Cuchillo poursuivait ainsi son double but d’investigation et d’intérêt personnel, en sondant Tiburcio et en essayant de se l’attacher par l’espoir du gain. Mais, tout rusé qu’il était, le bandit avait à faire à forte partie.

« C’est donc une expédition de chercheurs d’or, dit froidement le jeune homme.

— Vous l’avez dit ; je vais avec quelques amis à l’hacienda del Venado, et de là nous nous réunissons au préside de Tubac pour aller explorer l’Apacheria, qui renferme, dit-on, tant de trésors. Nous serons une centaine à peu près. »
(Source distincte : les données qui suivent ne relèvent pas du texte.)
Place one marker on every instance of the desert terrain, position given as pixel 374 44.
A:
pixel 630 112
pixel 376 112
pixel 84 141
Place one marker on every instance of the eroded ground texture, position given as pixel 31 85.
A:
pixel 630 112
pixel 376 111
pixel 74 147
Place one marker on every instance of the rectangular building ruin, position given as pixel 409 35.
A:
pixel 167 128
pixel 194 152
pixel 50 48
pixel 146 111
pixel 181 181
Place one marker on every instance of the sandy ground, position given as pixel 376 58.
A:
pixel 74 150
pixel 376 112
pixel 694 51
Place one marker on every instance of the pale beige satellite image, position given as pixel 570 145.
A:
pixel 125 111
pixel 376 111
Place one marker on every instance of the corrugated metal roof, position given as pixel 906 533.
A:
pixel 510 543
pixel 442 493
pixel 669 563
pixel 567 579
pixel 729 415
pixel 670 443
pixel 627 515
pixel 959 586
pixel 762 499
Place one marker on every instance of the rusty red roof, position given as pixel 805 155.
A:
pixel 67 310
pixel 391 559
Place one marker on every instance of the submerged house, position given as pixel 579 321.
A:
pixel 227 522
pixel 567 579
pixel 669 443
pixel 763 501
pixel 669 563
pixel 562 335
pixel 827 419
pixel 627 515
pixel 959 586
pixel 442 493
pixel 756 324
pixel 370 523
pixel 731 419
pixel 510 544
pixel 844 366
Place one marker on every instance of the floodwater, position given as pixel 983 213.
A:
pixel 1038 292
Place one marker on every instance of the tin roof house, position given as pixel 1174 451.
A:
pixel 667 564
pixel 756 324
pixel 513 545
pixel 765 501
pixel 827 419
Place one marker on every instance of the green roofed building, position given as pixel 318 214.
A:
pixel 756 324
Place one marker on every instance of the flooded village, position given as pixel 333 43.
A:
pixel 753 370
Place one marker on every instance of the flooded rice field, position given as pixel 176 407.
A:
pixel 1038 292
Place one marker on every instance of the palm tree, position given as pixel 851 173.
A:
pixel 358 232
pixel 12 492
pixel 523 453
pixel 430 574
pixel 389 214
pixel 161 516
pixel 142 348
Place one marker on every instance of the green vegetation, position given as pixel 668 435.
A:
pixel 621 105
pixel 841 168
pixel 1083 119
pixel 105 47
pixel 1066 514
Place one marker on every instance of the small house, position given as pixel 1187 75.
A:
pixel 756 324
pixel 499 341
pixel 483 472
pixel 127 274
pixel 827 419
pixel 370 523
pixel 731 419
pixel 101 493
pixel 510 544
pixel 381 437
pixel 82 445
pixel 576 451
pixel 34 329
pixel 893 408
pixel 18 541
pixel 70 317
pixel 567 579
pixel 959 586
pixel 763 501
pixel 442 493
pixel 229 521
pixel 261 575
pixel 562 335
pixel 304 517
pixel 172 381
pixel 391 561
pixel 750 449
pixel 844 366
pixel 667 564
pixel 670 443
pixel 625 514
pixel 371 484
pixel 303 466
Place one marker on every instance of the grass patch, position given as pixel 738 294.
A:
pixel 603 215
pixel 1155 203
Tiburcio garda le silence.

« Quoique entre nous, continua Cuchillo, je puisse vous dire que je n’ai jamais dépassé Tubac, je serai cependant un des guides de cette expédition. Eh bien ! qu’en dites-vous ?

— J’ai bien des raisons pour ne pas m’engager sans réflexion, répondit Tiburcio ; je vous demanderai donc vingt-quatre heures pour réfléchir. »

Cette expédition, dont il apprenait si subitement la nouvelle, pouvait en effet anéantir ou favoriser les projets de Tiburcio, qui voila son incertitude sous cette réserve prudente.

« Il ne s’émeut pas ! Ce jeune homme est destiné à rester mon débiteur. »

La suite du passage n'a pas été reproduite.